Crawlies with Cri: by Christy Solo

(Photos by Christy Solo, Illinois Valley News)

American crow (Corvus brachyrhynchos)

This week we kick off the spooky season with a clever corvid. Meet the American crow (Corvus brachyrhynchos).
Fun fact: Locally speaking, if you see a group of shiny black corvids hopping around a grassy lot in Cave Junction, odds are they are American crows. If you see a big, black bird cawing atop one of the parking lot light posts in the Eagle Point Walmart parking lot, they’re probably shouting “Nevermore!” because they are a raven.
That said, American crows can be seen throughout our area, and throughout nearly all North America.
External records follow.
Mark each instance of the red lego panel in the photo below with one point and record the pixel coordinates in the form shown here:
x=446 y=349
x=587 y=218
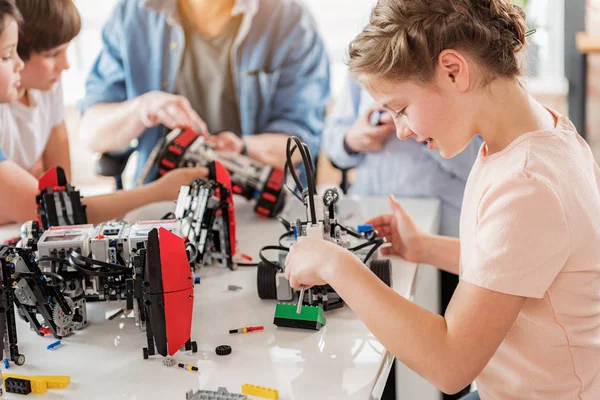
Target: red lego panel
x=178 y=318
x=176 y=272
Crows are nothing if not adaptable and live anywhere and everywhere – cities, suburbs, forests and fields. The only place they don’t favor are the U.S.’s southwestern deserts.
A key factor in the American crows’ ability to live anywhere and everywhere is their diet. They are omnivores in the broadest sense of the word. Clever scavengers who never turn down a free meal. Their definition of “free” often includes “free because we tricked someone else out of it.”
One of the few free meals crows often have to pass on is carrion. Despite their large beaks, they are unable to tear open the skin of even the smallest deceased animal. If they have an urge for roadkill, they have to wait around for a larger bird or mammal to come along and start the feast, then hope they can grab some leftovers.
Following carnivores is a big part of crows’ daily routine. Generally, they do so in groups, because like pickpockets, they are masters of the “Distract and Grab” form of thievery. Crows have been observed distracting a river otter by causing a commotion, while their companions snag the otter’s recently caught fishy fare.
American crows will also catch small fish on their own or follow other fishing birds such as mergansers and snap up minnows the mergansers have startled into the shallows.
None of this means crows are “lazy,” however, just smart. So smart they’ll even make tools to get a meal. They’ll use sticks to poke around rotten logs looking for food and drop rocks on closed nuts to open them. They’ve even been seen dropping bits of pinecone on potential prey to dislodge the maybe meal from the side of a tree.
Crows form tight family bonds and protect family territories. Families consist of a breeding pair and their offspring from the previous two or three years. Everyone helps with nest building and caring for the young.
Fun seasonal fact: A group of crows is called a “murder of crows.”
Families also go out into the world and socialize within larger murders. When in their own patch, they stick together, but when a family group joins a murder to forage in a field, they’ll separate and go meet, greet and eat with members of other crow families.
While ravens and crows are seen as symbols of Halloween, Native Americans see them as bringers of good luck.
In the case of The Rainbow Crow of Lenape legend, crows were also the original bringers of fire. The rainbow crow sacrificed their beautiful rainbow feathers by charring them black as they carried fire up to kijilamuh ka’ong to warm them, so they in turn would warm the frozen world.